Next is unions.  Cass thinks that regulatory costs, applied with a broad brush by government functionaries ignorant of workers’ real needs, often harm the ability to offer good jobs—but the goals of regulation, such as worker safety, are often sound.  But as with new environmental regulations being issued using as authority fifty-year-old laws, the National Labor Relations Act is past its use-by date.  The solution is to allow workers to collectively bargain with employers—not through traditional unions, which are wholly corrupt and, since most of the old goals of workers such as safety were achieved long ago, spend their days demanding “destructive work rules, circuitous grievance procedures, and counterproductive seniority systems.”  Moreover, they are merely a tool of the Democratic Party (ninety-seven percent of political donations from unions go there), not advocates for actual workers.  Workers know that unions as constituted now don’t actually represent their interests, which is why union membership has dropped so sharply and is still dropping.  (Cass only addresses private employee unions, not government employee unions.  This is probably because for the most part government employees are not workers in the sense Cass uses at all; they are parasites, and in any case unions of government employees should be totally forbidden, for reasons I have laid out elsewhere.)  Instead, we should have “co-ops,” partially on the German model, and also integrated with the vocational/apprenticeship model that Cass recommends when discussing education.  The co-op can tailor workplace conditions more precisely, including by negotiating certain terms of workplace regulation.  It would be forbidden from engaging in political advocacy.  Such alternative collective bargaining arrangements are currently illegal under the NLRA, so again, Congressional action would be needed.

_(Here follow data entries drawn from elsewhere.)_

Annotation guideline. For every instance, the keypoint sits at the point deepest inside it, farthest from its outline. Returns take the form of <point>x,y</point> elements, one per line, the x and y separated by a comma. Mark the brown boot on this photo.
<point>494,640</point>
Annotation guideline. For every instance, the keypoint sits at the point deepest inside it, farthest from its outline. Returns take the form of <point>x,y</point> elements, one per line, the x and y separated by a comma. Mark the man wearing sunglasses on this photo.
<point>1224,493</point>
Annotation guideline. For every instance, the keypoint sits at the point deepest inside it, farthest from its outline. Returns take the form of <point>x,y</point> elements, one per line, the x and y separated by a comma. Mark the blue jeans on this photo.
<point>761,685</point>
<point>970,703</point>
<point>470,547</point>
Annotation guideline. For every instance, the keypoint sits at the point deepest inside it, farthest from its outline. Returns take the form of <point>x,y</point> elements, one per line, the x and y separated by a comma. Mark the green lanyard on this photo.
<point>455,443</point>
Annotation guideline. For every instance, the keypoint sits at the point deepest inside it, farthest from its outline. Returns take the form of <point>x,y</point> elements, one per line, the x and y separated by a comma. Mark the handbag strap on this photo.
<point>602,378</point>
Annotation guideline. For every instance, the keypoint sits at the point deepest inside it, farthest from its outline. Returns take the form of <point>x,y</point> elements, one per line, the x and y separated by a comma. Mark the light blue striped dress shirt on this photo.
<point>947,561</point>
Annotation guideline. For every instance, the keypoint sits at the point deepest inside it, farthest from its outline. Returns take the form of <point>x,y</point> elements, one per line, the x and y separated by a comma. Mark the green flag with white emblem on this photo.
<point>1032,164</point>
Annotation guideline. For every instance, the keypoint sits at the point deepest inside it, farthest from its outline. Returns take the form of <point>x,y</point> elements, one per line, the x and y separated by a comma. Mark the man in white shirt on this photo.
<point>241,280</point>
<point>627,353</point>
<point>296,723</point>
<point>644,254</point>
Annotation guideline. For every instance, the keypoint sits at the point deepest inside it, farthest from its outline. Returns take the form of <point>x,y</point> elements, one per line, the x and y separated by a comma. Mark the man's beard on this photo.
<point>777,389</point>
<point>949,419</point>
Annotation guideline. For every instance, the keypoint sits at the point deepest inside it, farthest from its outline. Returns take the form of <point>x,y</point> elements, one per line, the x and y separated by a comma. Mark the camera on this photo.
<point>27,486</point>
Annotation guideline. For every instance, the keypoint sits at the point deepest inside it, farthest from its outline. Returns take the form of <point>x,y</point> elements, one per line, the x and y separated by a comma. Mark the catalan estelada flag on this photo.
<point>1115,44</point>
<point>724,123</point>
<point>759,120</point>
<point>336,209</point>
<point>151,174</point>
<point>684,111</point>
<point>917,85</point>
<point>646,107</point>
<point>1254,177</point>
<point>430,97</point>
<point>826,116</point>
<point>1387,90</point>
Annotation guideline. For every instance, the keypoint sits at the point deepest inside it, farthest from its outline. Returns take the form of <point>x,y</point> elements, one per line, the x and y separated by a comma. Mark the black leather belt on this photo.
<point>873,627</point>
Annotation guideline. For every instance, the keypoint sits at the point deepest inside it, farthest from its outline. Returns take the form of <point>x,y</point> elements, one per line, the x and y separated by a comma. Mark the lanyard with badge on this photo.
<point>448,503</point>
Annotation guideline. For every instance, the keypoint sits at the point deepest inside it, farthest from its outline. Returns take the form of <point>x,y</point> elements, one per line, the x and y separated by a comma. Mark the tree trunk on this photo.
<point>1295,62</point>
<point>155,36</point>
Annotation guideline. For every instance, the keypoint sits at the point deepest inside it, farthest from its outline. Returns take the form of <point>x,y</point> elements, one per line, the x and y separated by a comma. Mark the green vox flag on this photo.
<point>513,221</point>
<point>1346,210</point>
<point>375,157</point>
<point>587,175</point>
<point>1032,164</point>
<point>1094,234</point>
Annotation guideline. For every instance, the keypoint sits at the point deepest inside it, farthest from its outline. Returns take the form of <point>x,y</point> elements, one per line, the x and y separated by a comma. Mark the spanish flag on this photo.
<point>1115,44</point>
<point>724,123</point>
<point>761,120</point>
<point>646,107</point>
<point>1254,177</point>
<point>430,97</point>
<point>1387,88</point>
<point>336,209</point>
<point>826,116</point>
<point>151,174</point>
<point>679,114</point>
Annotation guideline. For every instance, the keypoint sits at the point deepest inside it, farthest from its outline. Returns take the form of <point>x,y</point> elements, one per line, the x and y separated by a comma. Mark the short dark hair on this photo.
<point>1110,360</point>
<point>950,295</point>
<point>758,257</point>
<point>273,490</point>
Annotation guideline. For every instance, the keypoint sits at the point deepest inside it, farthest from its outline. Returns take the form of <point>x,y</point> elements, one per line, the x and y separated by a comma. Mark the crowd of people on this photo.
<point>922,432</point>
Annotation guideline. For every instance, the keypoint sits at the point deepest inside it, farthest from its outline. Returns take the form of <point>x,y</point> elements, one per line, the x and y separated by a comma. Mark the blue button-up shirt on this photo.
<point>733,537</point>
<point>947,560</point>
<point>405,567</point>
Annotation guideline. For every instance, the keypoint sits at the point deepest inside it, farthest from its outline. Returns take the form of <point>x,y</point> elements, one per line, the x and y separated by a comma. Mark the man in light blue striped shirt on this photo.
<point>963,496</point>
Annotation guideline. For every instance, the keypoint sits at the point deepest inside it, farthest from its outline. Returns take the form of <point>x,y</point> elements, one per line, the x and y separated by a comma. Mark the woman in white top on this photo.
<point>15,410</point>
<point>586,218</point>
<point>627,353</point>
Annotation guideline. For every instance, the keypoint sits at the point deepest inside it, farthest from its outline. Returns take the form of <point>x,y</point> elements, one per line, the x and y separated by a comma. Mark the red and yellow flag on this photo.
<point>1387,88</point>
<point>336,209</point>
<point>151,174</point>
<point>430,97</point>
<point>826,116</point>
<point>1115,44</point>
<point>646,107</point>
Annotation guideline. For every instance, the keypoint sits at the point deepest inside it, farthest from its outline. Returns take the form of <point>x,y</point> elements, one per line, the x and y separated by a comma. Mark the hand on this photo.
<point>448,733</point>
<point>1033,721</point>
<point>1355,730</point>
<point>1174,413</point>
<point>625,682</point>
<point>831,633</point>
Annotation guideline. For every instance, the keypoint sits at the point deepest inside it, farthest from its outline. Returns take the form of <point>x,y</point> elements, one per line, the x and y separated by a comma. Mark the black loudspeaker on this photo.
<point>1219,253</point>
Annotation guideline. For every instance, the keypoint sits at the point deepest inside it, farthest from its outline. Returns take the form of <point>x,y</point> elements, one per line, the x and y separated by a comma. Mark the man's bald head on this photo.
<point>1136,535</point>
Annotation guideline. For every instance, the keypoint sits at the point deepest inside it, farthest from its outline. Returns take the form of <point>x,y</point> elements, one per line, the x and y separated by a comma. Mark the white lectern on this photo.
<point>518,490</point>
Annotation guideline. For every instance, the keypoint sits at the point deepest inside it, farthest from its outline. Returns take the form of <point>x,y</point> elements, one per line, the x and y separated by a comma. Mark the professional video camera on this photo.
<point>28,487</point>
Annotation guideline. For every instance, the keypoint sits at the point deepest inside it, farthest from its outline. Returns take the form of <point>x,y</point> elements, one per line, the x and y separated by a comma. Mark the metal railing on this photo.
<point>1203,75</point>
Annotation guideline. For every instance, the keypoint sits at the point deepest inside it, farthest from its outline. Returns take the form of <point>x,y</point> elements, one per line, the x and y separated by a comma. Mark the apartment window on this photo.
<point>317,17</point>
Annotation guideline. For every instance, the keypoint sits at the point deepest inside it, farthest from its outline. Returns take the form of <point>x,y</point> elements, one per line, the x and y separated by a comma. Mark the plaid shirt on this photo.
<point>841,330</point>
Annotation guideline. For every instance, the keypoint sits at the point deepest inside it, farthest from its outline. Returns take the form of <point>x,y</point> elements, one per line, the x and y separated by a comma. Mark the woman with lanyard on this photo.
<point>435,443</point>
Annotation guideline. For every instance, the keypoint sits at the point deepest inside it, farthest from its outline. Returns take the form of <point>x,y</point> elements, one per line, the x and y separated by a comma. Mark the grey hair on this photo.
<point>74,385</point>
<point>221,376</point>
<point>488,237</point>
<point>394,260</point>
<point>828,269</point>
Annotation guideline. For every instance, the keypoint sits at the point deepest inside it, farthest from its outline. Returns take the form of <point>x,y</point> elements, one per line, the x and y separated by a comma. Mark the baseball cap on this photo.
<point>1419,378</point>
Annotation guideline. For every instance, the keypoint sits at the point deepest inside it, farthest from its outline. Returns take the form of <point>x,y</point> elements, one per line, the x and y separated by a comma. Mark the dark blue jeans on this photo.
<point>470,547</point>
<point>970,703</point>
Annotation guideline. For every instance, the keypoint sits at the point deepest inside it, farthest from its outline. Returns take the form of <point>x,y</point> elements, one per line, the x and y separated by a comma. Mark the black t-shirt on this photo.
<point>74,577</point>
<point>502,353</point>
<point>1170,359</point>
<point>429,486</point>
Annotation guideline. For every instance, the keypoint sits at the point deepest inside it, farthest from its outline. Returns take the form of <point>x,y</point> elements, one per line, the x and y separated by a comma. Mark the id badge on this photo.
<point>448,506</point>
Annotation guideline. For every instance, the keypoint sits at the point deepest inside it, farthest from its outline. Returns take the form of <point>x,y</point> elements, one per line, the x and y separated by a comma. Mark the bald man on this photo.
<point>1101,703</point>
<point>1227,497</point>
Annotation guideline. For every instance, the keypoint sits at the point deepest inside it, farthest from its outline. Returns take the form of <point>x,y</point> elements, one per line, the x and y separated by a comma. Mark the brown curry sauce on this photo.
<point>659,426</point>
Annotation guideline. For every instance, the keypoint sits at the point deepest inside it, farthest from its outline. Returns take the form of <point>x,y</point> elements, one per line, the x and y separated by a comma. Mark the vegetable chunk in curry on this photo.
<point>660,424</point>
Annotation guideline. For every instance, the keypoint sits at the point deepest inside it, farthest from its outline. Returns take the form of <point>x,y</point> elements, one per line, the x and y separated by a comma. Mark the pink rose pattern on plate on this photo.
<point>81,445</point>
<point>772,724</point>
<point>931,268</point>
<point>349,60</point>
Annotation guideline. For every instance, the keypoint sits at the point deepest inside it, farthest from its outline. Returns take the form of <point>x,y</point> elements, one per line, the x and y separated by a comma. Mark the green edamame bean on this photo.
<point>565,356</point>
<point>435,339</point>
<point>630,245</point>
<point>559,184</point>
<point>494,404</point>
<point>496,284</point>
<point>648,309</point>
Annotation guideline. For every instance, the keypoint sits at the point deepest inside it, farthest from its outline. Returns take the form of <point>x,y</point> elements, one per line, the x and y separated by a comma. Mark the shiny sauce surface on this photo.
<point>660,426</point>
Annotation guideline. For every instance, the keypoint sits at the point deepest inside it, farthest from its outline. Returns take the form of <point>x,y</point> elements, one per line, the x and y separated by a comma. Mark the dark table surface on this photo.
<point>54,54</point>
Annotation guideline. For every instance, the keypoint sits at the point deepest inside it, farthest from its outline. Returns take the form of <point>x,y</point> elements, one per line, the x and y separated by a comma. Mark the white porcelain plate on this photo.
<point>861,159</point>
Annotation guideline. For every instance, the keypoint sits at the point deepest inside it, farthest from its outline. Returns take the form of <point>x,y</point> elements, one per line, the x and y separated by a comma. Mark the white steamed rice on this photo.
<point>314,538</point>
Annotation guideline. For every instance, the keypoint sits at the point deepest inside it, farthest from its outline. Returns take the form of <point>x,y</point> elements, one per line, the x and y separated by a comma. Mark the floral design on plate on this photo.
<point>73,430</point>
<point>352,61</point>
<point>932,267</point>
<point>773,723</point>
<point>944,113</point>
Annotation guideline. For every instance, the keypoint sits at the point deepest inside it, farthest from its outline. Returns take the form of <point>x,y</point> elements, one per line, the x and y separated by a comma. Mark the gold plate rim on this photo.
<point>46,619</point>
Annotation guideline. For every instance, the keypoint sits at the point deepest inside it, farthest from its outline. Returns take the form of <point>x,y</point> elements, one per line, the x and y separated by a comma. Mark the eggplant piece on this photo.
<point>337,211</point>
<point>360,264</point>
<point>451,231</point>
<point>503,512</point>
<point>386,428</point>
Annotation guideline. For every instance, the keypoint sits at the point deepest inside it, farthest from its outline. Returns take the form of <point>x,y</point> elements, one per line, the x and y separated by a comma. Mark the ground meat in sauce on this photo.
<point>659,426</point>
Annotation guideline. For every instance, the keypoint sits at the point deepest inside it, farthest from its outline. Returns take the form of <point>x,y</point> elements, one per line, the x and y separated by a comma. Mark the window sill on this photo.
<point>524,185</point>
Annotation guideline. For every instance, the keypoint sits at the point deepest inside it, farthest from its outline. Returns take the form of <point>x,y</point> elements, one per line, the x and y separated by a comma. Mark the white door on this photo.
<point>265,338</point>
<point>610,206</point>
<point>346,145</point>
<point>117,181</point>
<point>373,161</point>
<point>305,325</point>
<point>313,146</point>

Cass caps his analysis with offering generally applicable prescriptions, mostly relating to tax policy.  Rather than encouraging domestic investment through narrowly-tailored subsidies like the Wisconsin Foxconn plant, or cutting corporate taxes to encourage investments, which acts as a bludgeon with much of its benefits not accruing to workers, we should encourage hiring by offering companies large direct tax credits for each worker employed.  Most of all, though, we should simply offer a wage subsidy—government payments that increase worker pay without increasing employer expense, thereby encouraging employment.  This is most efficient and least distorting solution.  Sure, it’s redistribution.  So what?

I’m a member, or rather my company is a member, of our local Chamber of Commerce.  That’s only because we get 10% off health insurance that way.  Otherwise, I hate their guts.  Every time they say something, I cringe, because their view is the same “economic piety” that Cass attacks.  I just was never really able to say with specificity why that was wrong (though much else the Chamber says is obviously wrong, like their stupid virtue-signaling advocacy of leftist social demands).  Cass has helped me identify the flaws in their thinking.  Of course, the problem is that if I went to a Chamber meeting and said all this, they would look at me like I was the problem.  They would be completely uncomprehending and just think I was some kind of drunk cretin.  That’s the problem—there is no powerful constituency for any of these proposals, or even for any of Cass’s goals.  Even if there were, Congress could never bestir itself to adopt any of Cass’s proposals.  Which is too bad, but doesn’t make this book any less worthwhile.